Not ready for Kubernetes 1.13 yet? At least patch your setup NOW

Three new patches for container orchestration software Kubernetes have been issued to fix a critical security flaw which could let attackers steal data or inject code with comparative ease.

According to Kubernetes Product Security Team member Jordan Liggitt, the vulnerability CVE-2018-1002105 concerns the Kubernetes API Server, the project’s main management element. If not patched, the flaw can be used to establish connections to backend servers and send them requests authenticated with the Kubernetes API server’s TLS credentials.

This means attackers could gain full admin privileges on any compute node in a Kubernetes cluster.

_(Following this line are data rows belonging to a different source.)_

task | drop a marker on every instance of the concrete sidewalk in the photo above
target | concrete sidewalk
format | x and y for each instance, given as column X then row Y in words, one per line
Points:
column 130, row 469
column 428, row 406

The issue can be fixed by upgrading either to newly available v1.13 or one of the patches (1.10.11, 1.11.5, and 1.12.3).

Since the complexity of the attack is rather low and an execution requires neither privileges nor user interaction, the flaw has been labeled as critical (9.8 out of 10) and applying one of the patches can therefore only be strongly advised. Kubernetes-based services and products are affected as well. Red Hat for example has already started delivering fixes and pushing updates to its various OpenShift offerings.

According to the GitHub issue set up for the problem there is “no simple way to detect whether this vulnerability has been used. Because the unauthorized requests are made over an established connection, they do not appear in the Kubernetes API server audit logs or server log. The requests do appear in the kubelet or aggregated API server logs, but are indistinguishable from correctly authorized and proxied requests via the Kubernetes API server.”